REDAZIONE MILANO

"È vero, è detenuto per errore" ammessa la colpa nessuno lo libera

Da 72 giorni a San Vittore: non c’è giudice “competente” sul suo caso di Marinella Rossi

TRIBUNALE Giovane in attesa di un giudice che lo rilasci

Milano, 12 ottobre 2015 - Vittima due volte. Delle sviste amministrative e della burocrazia giudiziaria. Prima, rispedito in galera per un «disguido», per un errore. E poi, nessuno che, ora verificata la carenza segnalata correttamente dalla questura ma che riguarda anche il tribunale delle direttissime, si assuma il carico e l’incarico di tirarlo fuori. Il giudice che lo ha condannato e ha commutato la pena in obbligo di firma, un pubblico ministero dell’ufficio esecuzioni, un giudice di sorveglianza? Nessuno. In un ginepraio di «non luogo a provvedere», trasmissione di atti alla Procura, carenza di competenze, Diallo A., 28enne della Guinea e piccolo spacciatore, è risucchiato in una zona grigia del diritto. E resta in galera, vittima e zimbello, qui a rappresentare meglio di ogni altro il detto: gli uomini sono tutti uguali davanti alla legge, ma alcuni sono più uguali degli altri. Lui lo è meno.

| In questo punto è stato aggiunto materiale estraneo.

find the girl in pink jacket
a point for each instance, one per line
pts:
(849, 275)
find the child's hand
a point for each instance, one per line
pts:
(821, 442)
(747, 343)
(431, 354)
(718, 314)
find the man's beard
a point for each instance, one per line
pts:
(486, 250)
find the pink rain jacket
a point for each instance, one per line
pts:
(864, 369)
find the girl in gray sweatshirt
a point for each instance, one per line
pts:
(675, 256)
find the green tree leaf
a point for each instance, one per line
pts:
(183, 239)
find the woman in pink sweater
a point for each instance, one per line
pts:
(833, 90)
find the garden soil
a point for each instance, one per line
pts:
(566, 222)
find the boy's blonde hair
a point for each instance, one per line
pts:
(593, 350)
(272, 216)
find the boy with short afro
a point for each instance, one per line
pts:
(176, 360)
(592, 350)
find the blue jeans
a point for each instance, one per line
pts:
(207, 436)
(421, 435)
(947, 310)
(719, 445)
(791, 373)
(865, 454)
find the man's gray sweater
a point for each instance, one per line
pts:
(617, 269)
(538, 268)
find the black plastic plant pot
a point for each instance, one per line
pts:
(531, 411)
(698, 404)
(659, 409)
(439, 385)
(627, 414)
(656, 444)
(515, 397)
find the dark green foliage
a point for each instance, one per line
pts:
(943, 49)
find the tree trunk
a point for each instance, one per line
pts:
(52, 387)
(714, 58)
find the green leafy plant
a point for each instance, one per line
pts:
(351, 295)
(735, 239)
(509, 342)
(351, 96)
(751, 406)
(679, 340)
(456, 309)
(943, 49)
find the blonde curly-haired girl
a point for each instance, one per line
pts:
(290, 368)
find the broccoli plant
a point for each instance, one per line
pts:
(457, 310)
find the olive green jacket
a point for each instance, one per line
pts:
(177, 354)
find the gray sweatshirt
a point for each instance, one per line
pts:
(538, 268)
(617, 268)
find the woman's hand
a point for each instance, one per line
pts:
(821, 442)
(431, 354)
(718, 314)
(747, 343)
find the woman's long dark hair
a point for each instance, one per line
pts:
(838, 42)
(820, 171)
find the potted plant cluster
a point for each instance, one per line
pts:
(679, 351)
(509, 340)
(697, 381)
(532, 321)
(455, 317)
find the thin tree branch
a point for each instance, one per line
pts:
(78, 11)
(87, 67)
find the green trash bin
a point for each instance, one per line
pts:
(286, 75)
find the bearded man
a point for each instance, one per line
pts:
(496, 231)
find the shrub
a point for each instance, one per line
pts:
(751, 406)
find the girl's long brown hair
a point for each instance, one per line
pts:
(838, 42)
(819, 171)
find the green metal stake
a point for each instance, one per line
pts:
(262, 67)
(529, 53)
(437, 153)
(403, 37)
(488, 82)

Ieri alle 12 Diallo era ancora, e dopo 72 giorni indebiti, a San Vittore; non era stato firmato alcun ordine di scarcerazione dall’autorità giudiziaria a favore del ragazzo che in carcere è stato rispedito il 30 luglio, per il «disguido», così definito dalla stessa questura, tra la nota correttamente inviata dal commissariato di Porta Genova - dove Diallo regolarmente firmava tre volte alla settimana ottemperando alle prescrizioni del giudice - e chi non l’aveva recepita e memorizzata: la Divisione anticrimine e il tribunale delle direttissime.

Il difensore che dai primi di ottobre ha preso in carico la disavventura del giovane, l’avvocato Antonio Nebuloni, si è rivolto - con la nota di chiarimenti della questura - al giudice Micaela Curami, che l’1 luglio ha ammesso Diallo al patteggiamento a un anno di reclusione per piccolo spaccio e ha commutato la pena in obbligo di firma tri-settimanale: la quale però ha risposto con un «non luogo a provvedere» da parte sua, in quanto il patteggiamento è nel frattempo divenuto definitivo e ha quindi trasmesso gli atti alla Procura. Che, però - pm competente dell’ufficio esecuzioni Adriana Blasco - potrebbe trovarsi nell’effettiva impossibilità di azione, in quanto il giovane a cui si dovrebbe concedere la sospensione dell’esecuzione della pena, è, paradossalmente, non in libertà (stato in cui si provvede con la sospensione, proprio per evitare un inutile passaggio in carcere), ma in galera. E il giudice del tribunale di sorveglianza, Marina Corti, a sua volta non sarebbe ancora entrata nella fase di competenza, perché la sentenza definiva non è ancora a disposizione, e solo dopo quella il difensore può proporre istanza di misure alternative.

di Marinella Rossi

In-giustizia secondo l’abusato Kafka? L’avvocato di Diallo, Nebuloni, prefigura amari scenari: «Probabilmente in un altro Paese il giudice sarebbe andato personalmente in carcere a provvedere e a chiedere personalmente scusa al detenuto per l’errore». Ma Kafka direbbe che forse no, non sarebbe così nemmeno altrove.